IN THE
TENTH COURT OF APPEALS
No. 10-15-00081-CV
IN THE INTERESTOF Z.H., J.H., AND K.H., CHILDREN
From the 74th District Court
McLennan County, Texas
Trial Court No. 2013-2606-3
MEMORANDUM OPINION
After Appellant’s parental rights to his children Z.H., J.H., and K.H. were
terminated following a bench trial,1 Appellant’s appointed appellate counsel filed a
notice of appeal.2 Appellant’s counsel has now filed an Anders brief and a motion to
withdraw. Counsel asserts that she has diligently reviewed the record and that, in her
opinion, the appeal is frivolous. See Anders v. California, 386 U.S. 738, 87 S.Ct. 1396, 18
1
Appellant’s rights were terminated under Family Code sections 161.001(1)(D), 161.001(1)(E), and
161.001(1)(O).
2
The parental rights of D.S., the children’s mother, were also terminated, but she has not appealed. Also,
she did not appear at trial.
L.Ed.2d 493 (1967); In re E.L.Y., 69 S.W.3d 838, 841 (Tex. App.—Waco 2002, order)
(applying Anders to termination appeal).
Counsel’s brief meets the requirements of Anders; it presents a professional
evaluation demonstrating why there are no arguable grounds to advance on appeal. See
In re Schulman, 252 S.W.3d 403, 407 n.9 (Tex. Crim. App. 2008) (“In Texas, an Anders brief
need not specifically advance ‘arguable’ points of error if counsel finds none, but it must
provide record references to the facts and procedural history and set out pertinent legal
authorities.”); Stafford v.
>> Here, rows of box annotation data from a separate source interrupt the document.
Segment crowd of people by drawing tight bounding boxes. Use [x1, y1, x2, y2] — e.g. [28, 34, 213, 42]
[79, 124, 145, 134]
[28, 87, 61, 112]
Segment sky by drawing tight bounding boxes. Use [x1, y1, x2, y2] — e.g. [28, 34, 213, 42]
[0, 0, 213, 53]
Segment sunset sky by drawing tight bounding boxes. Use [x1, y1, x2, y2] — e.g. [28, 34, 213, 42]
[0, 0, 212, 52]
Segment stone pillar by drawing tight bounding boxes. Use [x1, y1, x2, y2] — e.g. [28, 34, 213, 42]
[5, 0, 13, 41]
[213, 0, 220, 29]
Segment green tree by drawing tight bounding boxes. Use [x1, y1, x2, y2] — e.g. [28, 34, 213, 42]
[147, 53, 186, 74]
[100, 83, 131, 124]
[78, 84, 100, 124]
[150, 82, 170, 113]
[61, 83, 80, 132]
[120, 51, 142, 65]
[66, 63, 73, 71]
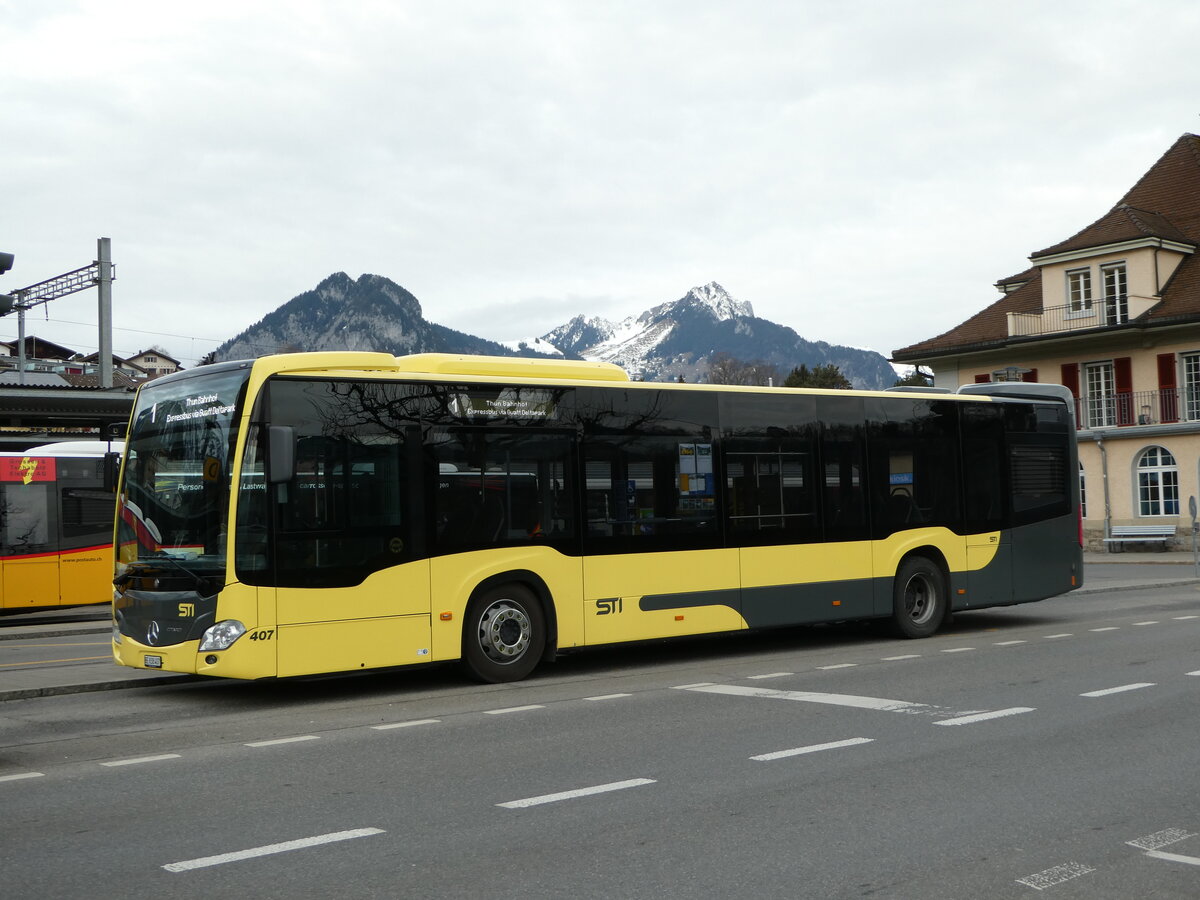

State, 813 S.W.2d 503, 510 n.3 (Tex. Crim. App. 1991). Appellant’s
counsel has carefully discussed why, under controlling authority, there is no reversible
error in the trial court’s order of termination. Counsel has informed us that she has: (1)
examined the record and found no arguable grounds to advance on appeal; (2) served a
copy of the brief and counsel’s motion to withdraw on Appellant; and (3) provided
Appellant with a copy of the record and informed him of his right to file a pro se response.
See Anders, 386 U.S. at 744, 87 S.Ct. at 1400; Stafford, 813 S.W.2d at 510 n.3; High v. State,
573 S.W.2d 807, 813 (Tex. Crim. App. [Panel Op.] 1978); see also Schulman, 252 S.W.3d at
409 n.23. Appellant did not file a pro se response.
Upon receiving an Anders brief, we must conduct a full examination of all the
proceedings to determine whether the case is wholly frivolous. Penson v. Ohio, 488 U.S.
75, 80, 109 S.Ct. 346, 349-50, 102 L.Ed.2d 300 (1988). An appeal is “wholly frivolous” or
“without merit” when it “lacks any basis in law or fact.” McCoy v. Court of Appeals, 486
U.S. 429, 439 n.10, 108 S.Ct. 1895, 1902 n.10, 100 L.Ed.2d 440 (1988).
In the Interest of Z.H., J.H., and K.H., Children Page 2
We have reviewed the entire record and counsel’s brief and have found nothing
that would arguably support an appeal. See Bledsoe v. State, 178 S.W.3d 824, 827-28 (Tex.
Crim. App. 2005) (“Due to the nature of Anders briefs, by indicating in the opinion that it
considered the issues raised in the briefs and reviewed the record for reversible error but
found none, the court of appeals met the requirement of Texas Rule of Appellate
Procedure 47.1.”); Stafford, 813 S.W.2d at 509. Accordingly, we affirm the trial court’s
order of termination.
In accordance with Anders, counsel has filed a motion to withdraw. We grant
counsel’s motion to withdraw.3 Within five days of the date of this Court’s opinion and
judgment, counsel is ordered to send a copy of the opinion and judgment to Appellant
and to advise Appellant of his right to pursue a petition for review in the Texas Supreme
Court.
REX D. DAVIS
Justice
Before Chief Justice Gray,
Justice Davis, and
Justice Scoggins
Affirmed
Opinion delivered and filed June 25, 2015
[CV06]
3Any petition for review must be filed within forty-five days after the date of either this opinion or the last
ruling by this Court on all timely filed motions for rehearing. See TEX. R. APP. P. 53.7(a). Any petition for
review must comply with the requirements of Texas Rule of Appellate Procedure 53.2. See id. at R. 53.2.